Jamesswiz · May 22, 2021, 6:22am

Hello,
I have a custom Pytorch optimizer for which I would like to compare the average execution time (with SGD/Adam) during each call to optimizer.step() and also for a specific operation (say matrix-matrix multiplication) within my custom optimizer.

What is the best and correct way to do this without the impact of other background processes?
I want to do this while the network trains to see scalability performance of optimizers, where number of trainable network weights (among all initialized weights) increases over epochs.
This needs be done both for CPU and GPU training.
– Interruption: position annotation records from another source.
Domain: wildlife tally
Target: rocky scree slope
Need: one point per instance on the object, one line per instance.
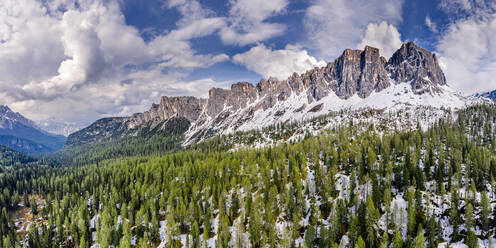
(356, 80)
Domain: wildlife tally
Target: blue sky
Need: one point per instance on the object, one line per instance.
(79, 60)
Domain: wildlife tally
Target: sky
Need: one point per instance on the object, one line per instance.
(80, 60)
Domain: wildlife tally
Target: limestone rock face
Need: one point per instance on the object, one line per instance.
(418, 66)
(355, 72)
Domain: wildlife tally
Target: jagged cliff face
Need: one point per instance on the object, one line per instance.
(356, 74)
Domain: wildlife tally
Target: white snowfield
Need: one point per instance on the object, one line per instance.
(424, 108)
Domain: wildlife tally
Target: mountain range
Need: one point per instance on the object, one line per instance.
(491, 95)
(411, 80)
(22, 134)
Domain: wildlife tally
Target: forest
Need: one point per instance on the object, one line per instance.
(350, 186)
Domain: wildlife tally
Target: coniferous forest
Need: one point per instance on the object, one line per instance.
(350, 186)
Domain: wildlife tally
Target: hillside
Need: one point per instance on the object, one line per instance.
(22, 134)
(353, 185)
(357, 80)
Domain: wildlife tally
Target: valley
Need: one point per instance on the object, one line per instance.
(364, 152)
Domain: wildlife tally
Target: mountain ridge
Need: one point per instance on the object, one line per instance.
(19, 133)
(350, 81)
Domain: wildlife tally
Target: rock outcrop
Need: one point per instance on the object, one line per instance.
(355, 72)
(418, 66)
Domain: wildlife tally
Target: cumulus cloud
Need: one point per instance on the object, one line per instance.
(277, 63)
(383, 36)
(334, 25)
(470, 66)
(59, 58)
(247, 21)
(85, 59)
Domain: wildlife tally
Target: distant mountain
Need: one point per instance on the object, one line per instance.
(10, 157)
(491, 95)
(61, 128)
(411, 80)
(20, 133)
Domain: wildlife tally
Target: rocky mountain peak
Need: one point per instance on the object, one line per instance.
(9, 118)
(414, 64)
(364, 73)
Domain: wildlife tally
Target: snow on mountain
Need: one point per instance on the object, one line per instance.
(491, 95)
(359, 80)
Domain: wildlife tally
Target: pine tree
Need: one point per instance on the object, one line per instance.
(469, 216)
(360, 243)
(471, 240)
(485, 212)
(398, 240)
(310, 236)
(419, 240)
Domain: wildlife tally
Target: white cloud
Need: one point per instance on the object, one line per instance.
(277, 63)
(468, 54)
(247, 21)
(430, 24)
(383, 36)
(334, 25)
(58, 58)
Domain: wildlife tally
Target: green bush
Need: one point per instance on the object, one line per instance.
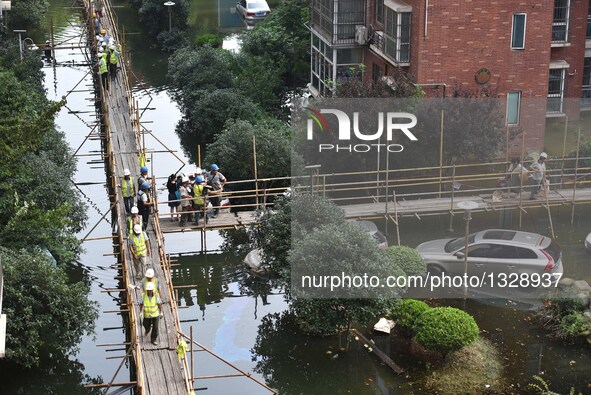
(209, 39)
(408, 259)
(445, 329)
(573, 324)
(406, 314)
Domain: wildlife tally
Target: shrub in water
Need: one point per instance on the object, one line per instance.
(445, 329)
(407, 312)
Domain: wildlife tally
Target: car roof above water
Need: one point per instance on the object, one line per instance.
(513, 237)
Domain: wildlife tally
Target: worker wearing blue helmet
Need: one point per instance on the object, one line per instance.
(217, 181)
(144, 203)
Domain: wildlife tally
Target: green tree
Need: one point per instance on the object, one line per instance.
(37, 203)
(445, 329)
(234, 148)
(193, 72)
(27, 14)
(46, 313)
(206, 117)
(408, 259)
(284, 38)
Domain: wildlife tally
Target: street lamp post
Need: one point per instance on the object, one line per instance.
(467, 206)
(20, 41)
(169, 4)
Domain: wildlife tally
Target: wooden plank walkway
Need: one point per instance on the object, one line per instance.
(158, 368)
(403, 208)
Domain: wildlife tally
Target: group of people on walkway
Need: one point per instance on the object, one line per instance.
(192, 194)
(138, 207)
(106, 50)
(518, 175)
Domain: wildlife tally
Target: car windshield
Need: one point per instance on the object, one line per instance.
(456, 244)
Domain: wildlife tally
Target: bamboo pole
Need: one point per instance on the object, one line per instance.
(521, 178)
(441, 152)
(572, 214)
(254, 153)
(451, 209)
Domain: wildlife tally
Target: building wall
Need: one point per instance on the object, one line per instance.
(464, 36)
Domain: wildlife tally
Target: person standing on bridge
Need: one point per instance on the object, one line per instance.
(114, 61)
(217, 182)
(103, 68)
(538, 173)
(199, 192)
(186, 205)
(134, 219)
(144, 204)
(140, 250)
(150, 310)
(128, 190)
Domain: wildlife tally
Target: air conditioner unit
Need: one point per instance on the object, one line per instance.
(361, 34)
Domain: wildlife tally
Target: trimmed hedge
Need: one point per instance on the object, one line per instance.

Any suggestions to do a fair comparison would help. Thanks

eqy · May 22, 2021, 6:48am

I think the benchmarking module could be useful for this.

Jamesswiz · May 22, 2021, 6:57am

@eqy Can you be more specific on how to use it.? I think every call to benchmark.Timer( optimizer.step() ) will do say multiple runs over optimizer.step() for each batch and I don’t want this behaviour because I am training the network too.

eqy · May 22, 2021, 7:08am

Yes, typical benchmarking would use multiple runs to avoid measuring any startup costs. If you need to run this live, I would see if simply instrumenting your training loop with timing measurements (e.g, even just a crude t1 = time.time() ... t2 = time.tim2() and appropriate torch.cuda.synchronize calls provides enough precision.

Jamesswiz · May 22, 2021, 7:15am

Thanks for the pointers. Where should I use torch.cuda.synchronize ? Onetime at top while importing packages or within training loop for each batch or epoch?

eqy · May 22, 2021, 7:22am

It might extra overhead end to end, but the goal is to avoid leaving GPU operations in flight when timing. For example, you might synchronize to ensure that all GPU operations before your operations of interest have finished, and again to ensure that your timing finishes after all GPU operations of interest have completed.